Cumbers' death was considered a murder in the UK. In Saudi Arabia, Adel al-Dhubaiti was arrested in 2004. He was tried, found guilty, and sentenced to death in November 2014, and executed on 2 January 2016. Cumbers' parents spoke out against his execution.

Gardner wrote a book, Blood and Sand, published in 2010, about his reporting in Saudi Arabia and the attack on him and Cumbers.

== Context ==
A week before Gardner and Cumbers reported from Saudi Arabia, twenty-two foreigners were taken hostage and killed by a faction of Al-Qaeda during a shooting rampage, known as the Khobar massacre, in an eastern oil hub. The attack was an attempt by Islamic radicals to try to drive out foreigners. This act of violence made oil prices increase rapidly. The leader of the attack was Abdel Aziz al-Muqrin.

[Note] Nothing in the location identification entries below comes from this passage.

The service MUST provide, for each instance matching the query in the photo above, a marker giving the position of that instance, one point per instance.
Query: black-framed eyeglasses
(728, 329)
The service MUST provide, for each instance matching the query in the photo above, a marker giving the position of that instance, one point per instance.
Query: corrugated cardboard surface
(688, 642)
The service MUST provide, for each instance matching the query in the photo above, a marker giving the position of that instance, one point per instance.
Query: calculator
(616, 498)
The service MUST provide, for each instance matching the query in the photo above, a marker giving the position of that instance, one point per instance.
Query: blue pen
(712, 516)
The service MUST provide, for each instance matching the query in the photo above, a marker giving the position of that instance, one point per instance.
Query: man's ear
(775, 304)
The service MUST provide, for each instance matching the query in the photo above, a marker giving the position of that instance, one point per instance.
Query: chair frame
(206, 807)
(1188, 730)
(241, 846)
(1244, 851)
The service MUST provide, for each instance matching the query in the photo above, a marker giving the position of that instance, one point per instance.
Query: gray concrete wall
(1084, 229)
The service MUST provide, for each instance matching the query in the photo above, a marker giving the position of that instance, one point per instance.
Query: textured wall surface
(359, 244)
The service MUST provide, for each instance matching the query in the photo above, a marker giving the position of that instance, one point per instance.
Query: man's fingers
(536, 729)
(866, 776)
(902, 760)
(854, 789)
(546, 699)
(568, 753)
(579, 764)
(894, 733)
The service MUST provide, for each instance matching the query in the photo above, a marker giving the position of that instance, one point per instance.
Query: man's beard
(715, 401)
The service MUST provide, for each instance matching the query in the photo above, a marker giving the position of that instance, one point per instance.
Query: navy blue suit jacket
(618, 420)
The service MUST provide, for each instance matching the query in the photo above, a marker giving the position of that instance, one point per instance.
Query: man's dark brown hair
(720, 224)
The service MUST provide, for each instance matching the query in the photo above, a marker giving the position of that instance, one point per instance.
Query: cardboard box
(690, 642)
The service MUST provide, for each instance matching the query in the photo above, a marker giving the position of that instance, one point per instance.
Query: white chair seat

Later in the same month that Cumbers was killed, US citizen Paul M. Johnson Jr was taken hostage and beheaded in Saudi Arabia.

== Impact ==
A year after Cumbers' death, Irish Aid established the Simon Cumbers Media Fund in honour of his memory. The fund's aim is to help, assist, and promote better quality media coverage of issues in the Irish media.

Cumbers was one of the 48 British and Irish journalists who were killed while reporting abroad between 2001 and 2010.

== Reactions ==
Koïchiro Matsuura, the director-general of UNESCO, condemned the attack. His statement said, "I condemn this attack which targeted two media professionals carrying out their professional work, and who were investigating the ruthless al-Qaeda terrorist network. It is no coincidence that the enemies of freedom and democracy attack media professionals whose work upholds the values of freedom, enshrined in the United Nations Charter, and of freedom of expression, guaranteed by the Universal Declaration of Human Rights."

UK Prime Minister Tony Blair said, "We have to be vigilant and get out and get after them and make sure we deal with this (terrorism) issue."

A spokesperson for the Committee to Protect Journalists said, "We deplore this deadly attack on our colleagues and call on Saudi authorities to apprehend the perpetrators and bring them to justice in a timely manner."

Stewart Purvis, a former chief executive of ITN, said, "These are tragic circumstances and they are very dangerous for any media presence in Saudi Arabia."